Few days back, I met a girl who had lots of scars on her face. She looked very happy and she was talking to everyone with lots of confidence. People were talking to her but they were looking at her face more. Infact they did not seem very comfortable looking at her face. Her confidence surprised me. I asked her how are you doing. Once we started talking we talked about her scars and she got them. How she became so confident and everything about her is perfectly. She was as beautiful as anyone could be. She said that I am a very beautiful girl. It surprised me further. Then she started laughing and said that my definition of beauty is different than others.
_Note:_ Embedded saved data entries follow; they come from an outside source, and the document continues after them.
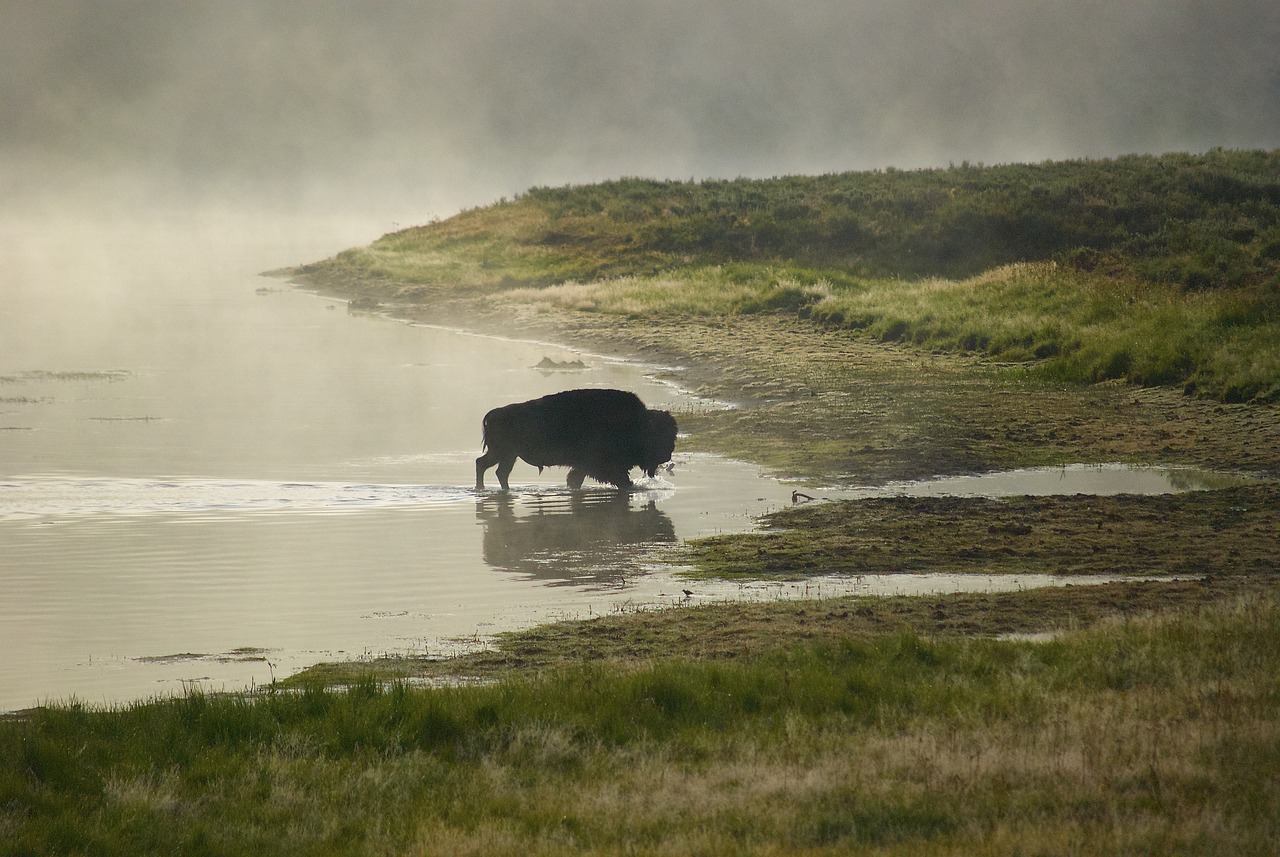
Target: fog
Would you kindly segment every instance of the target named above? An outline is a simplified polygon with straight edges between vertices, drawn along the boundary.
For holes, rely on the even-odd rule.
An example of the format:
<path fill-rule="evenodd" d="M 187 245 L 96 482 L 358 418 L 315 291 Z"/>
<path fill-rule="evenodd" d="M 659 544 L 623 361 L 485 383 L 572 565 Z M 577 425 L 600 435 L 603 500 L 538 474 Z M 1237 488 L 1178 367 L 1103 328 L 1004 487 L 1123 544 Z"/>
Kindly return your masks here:
<path fill-rule="evenodd" d="M 1274 148 L 1277 44 L 1274 0 L 6 0 L 0 204 L 376 234 L 624 175 Z"/>

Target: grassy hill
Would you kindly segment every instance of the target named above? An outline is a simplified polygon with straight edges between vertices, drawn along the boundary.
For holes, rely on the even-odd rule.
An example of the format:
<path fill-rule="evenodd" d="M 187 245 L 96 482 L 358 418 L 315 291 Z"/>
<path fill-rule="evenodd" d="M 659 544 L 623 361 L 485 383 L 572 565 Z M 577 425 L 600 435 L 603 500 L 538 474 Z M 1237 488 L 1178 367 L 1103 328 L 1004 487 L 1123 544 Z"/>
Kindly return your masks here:
<path fill-rule="evenodd" d="M 795 313 L 1056 380 L 1280 399 L 1280 151 L 534 188 L 303 270 L 383 300 Z"/>

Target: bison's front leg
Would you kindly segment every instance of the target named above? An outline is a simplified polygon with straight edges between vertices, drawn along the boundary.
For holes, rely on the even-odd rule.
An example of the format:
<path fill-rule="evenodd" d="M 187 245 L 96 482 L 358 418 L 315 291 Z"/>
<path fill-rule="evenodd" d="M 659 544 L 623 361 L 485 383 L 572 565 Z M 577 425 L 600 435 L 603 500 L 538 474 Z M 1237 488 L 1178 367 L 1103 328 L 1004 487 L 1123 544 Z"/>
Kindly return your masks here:
<path fill-rule="evenodd" d="M 498 484 L 502 486 L 503 491 L 510 490 L 511 486 L 507 484 L 507 477 L 511 475 L 511 468 L 516 466 L 515 456 L 504 458 L 498 462 L 498 469 L 494 473 L 498 474 Z"/>
<path fill-rule="evenodd" d="M 586 471 L 579 470 L 578 468 L 574 467 L 570 469 L 569 478 L 566 479 L 565 481 L 568 483 L 570 488 L 572 488 L 574 491 L 577 491 L 579 488 L 582 487 L 582 480 L 586 478 L 587 478 Z"/>
<path fill-rule="evenodd" d="M 629 467 L 606 467 L 599 473 L 593 473 L 592 476 L 601 482 L 607 482 L 619 491 L 630 491 L 635 487 L 631 482 L 631 474 Z"/>

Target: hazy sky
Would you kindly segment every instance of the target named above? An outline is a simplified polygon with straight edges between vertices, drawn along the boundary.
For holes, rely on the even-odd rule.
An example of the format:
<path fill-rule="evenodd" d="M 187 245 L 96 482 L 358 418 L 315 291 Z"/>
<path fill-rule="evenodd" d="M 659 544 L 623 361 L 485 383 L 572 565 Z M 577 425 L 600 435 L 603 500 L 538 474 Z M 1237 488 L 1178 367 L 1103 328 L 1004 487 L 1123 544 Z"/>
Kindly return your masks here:
<path fill-rule="evenodd" d="M 1276 0 L 0 0 L 0 197 L 424 220 L 535 184 L 1280 147 Z"/>

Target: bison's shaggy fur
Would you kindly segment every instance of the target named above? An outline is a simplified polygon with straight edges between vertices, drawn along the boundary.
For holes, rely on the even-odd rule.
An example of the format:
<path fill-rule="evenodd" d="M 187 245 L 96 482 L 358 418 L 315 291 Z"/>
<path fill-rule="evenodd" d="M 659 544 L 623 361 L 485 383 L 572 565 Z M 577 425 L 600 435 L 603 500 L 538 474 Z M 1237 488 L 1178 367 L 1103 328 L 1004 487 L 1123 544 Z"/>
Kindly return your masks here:
<path fill-rule="evenodd" d="M 629 472 L 650 477 L 671 460 L 676 420 L 644 406 L 622 390 L 566 390 L 540 399 L 494 408 L 484 417 L 485 453 L 476 459 L 476 489 L 484 473 L 498 465 L 506 489 L 516 459 L 538 468 L 569 468 L 568 483 L 580 488 L 590 476 L 618 488 L 631 487 Z"/>

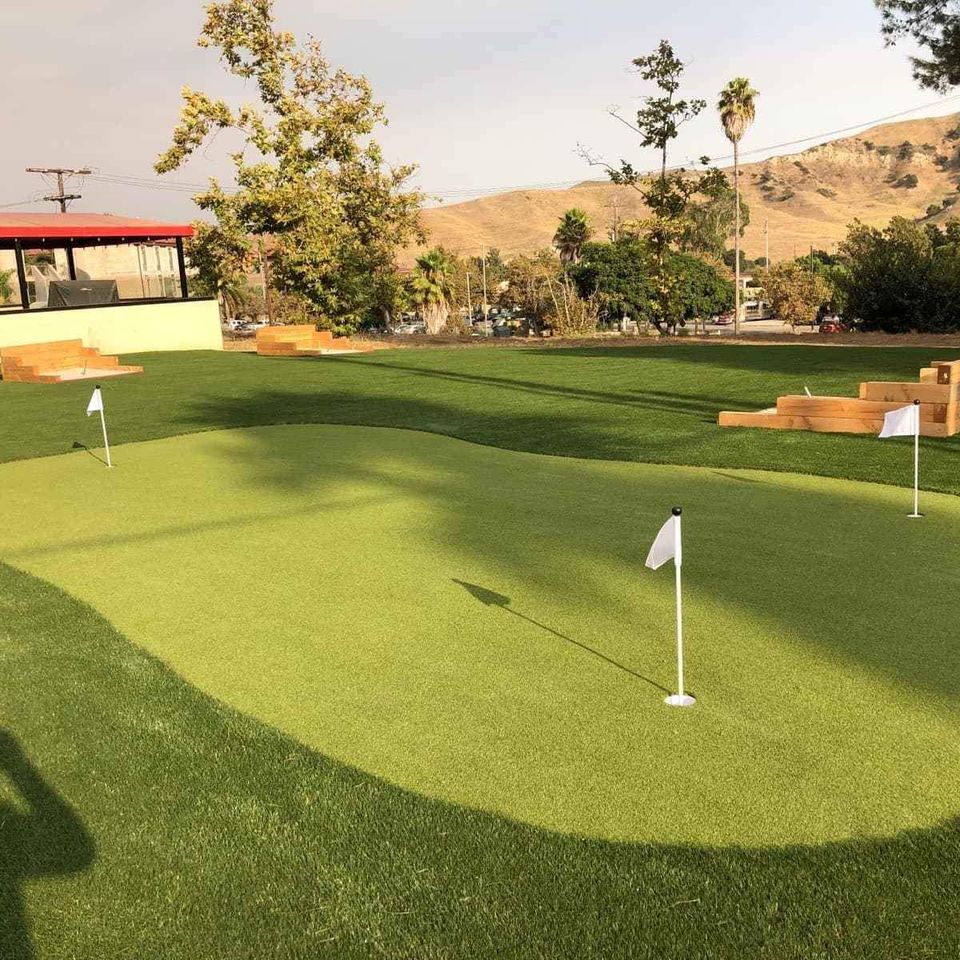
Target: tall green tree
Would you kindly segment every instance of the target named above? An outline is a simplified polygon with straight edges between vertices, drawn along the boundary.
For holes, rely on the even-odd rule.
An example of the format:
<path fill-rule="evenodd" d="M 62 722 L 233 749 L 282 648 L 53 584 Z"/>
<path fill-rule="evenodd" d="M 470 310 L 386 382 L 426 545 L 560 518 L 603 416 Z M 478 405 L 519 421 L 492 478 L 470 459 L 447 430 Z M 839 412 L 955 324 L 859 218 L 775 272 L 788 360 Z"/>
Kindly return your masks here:
<path fill-rule="evenodd" d="M 658 315 L 653 322 L 660 333 L 666 334 L 675 330 L 683 319 L 678 313 L 678 301 L 674 296 L 679 278 L 670 269 L 670 254 L 688 228 L 691 203 L 702 191 L 711 189 L 722 174 L 715 168 L 702 173 L 687 171 L 682 167 L 668 169 L 671 142 L 677 138 L 683 124 L 698 116 L 707 106 L 705 100 L 686 100 L 680 96 L 684 64 L 670 43 L 661 40 L 653 53 L 637 57 L 633 63 L 641 79 L 654 84 L 657 93 L 643 98 L 635 122 L 617 113 L 614 116 L 639 134 L 642 147 L 654 147 L 659 152 L 659 174 L 645 175 L 627 161 L 621 161 L 618 167 L 613 167 L 602 160 L 585 156 L 589 162 L 604 166 L 614 183 L 637 190 L 647 205 L 649 216 L 638 221 L 636 229 L 654 265 Z M 703 157 L 701 163 L 707 165 L 709 160 Z"/>
<path fill-rule="evenodd" d="M 420 311 L 427 333 L 439 333 L 450 316 L 454 264 L 442 247 L 417 257 L 410 282 L 410 301 Z"/>
<path fill-rule="evenodd" d="M 560 262 L 576 263 L 580 259 L 583 245 L 590 239 L 593 230 L 587 214 L 579 207 L 568 210 L 561 218 L 553 245 L 560 251 Z"/>
<path fill-rule="evenodd" d="M 960 84 L 960 6 L 956 0 L 874 0 L 888 44 L 908 39 L 927 56 L 911 57 L 921 87 L 946 92 Z"/>
<path fill-rule="evenodd" d="M 734 233 L 736 252 L 734 276 L 734 333 L 740 332 L 740 141 L 757 115 L 757 91 L 746 77 L 735 77 L 720 91 L 717 110 L 727 139 L 733 144 Z"/>
<path fill-rule="evenodd" d="M 671 280 L 670 315 L 676 318 L 676 326 L 723 313 L 733 306 L 733 285 L 711 264 L 670 251 L 666 268 Z M 641 240 L 588 243 L 571 276 L 580 296 L 595 298 L 610 319 L 630 317 L 638 323 L 649 323 L 658 317 L 657 264 L 649 246 Z"/>
<path fill-rule="evenodd" d="M 181 167 L 213 135 L 233 130 L 235 186 L 211 179 L 195 200 L 216 223 L 195 244 L 241 251 L 269 235 L 273 283 L 312 305 L 319 322 L 355 329 L 383 311 L 378 292 L 398 247 L 421 236 L 422 195 L 405 185 L 409 165 L 390 167 L 372 139 L 385 122 L 370 84 L 335 70 L 320 44 L 274 27 L 273 0 L 209 3 L 198 41 L 217 50 L 228 73 L 258 103 L 233 109 L 185 87 L 158 173 Z M 210 259 L 210 258 L 208 258 Z"/>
Everyone is following a definition given by someone but who is this someone we do not know. I have my own definition of beauty. I am not talking about beauty in heart. I am talking about my facial beauty. I am beautiful with this face. It is simple, I believe I am so I am. Why should I wait for others approval when I know it is going to be criticizing. People would look at me from their own perspective and judge me and break my confidence. Why should I let them do that. So I allow only myself to judge me. If I would let others do that, they would only break my confidence make it difficult for me to live happily. I want to be happy, so it is my decision that I look at myself in my own mirror rather than through others mirror. In the meanwhile she saw a small child sitting on the road looking at a coffee shop with starving eyes. Without even child coming to her, she bought a pastry and took that to the child. She moved her hand over his head and said that next time he can come and ask her, she comes there many times. That beautiful face had a kind and loving heart too.
Often we see ourselves from others eyes. We get upset or happy about what others are talking about us. Which means, we are giving others the power to control our emotions, our energy and life. Why should we do that? Why can’t we decide for ourselves? Why can’t we set own parameters of beauty? Why can’t we simply tell ourselves that I am beautiful and accept it gracefully. Why do we have to put down ourselves so much. Why can’t we accept a compliment gracefully when it is given. Yes we do not even accept compliments. When someone says, you look great, instead of saying thank you we say many other things like oh, it is just like that, you are exaggerating etc. I am beautiful and it is important for my self image. Why do I have to believe as per others? I believe I am beautiful, it is more than enough. But for this I have to believe in it.
So everyday, look into mirror and tell yourself:
I am beautiful, I look beautiful
I am loving
I am kind
I have a beautiful body ( Instead of telling it, you are fat, this part is not good etc)
I love my body and I am grateful to it
Tell as many as time as you want (After all we have been criticizing this body for a long time)
This face, this body is a beautiful gift and we must respect it, love it, appreciate it.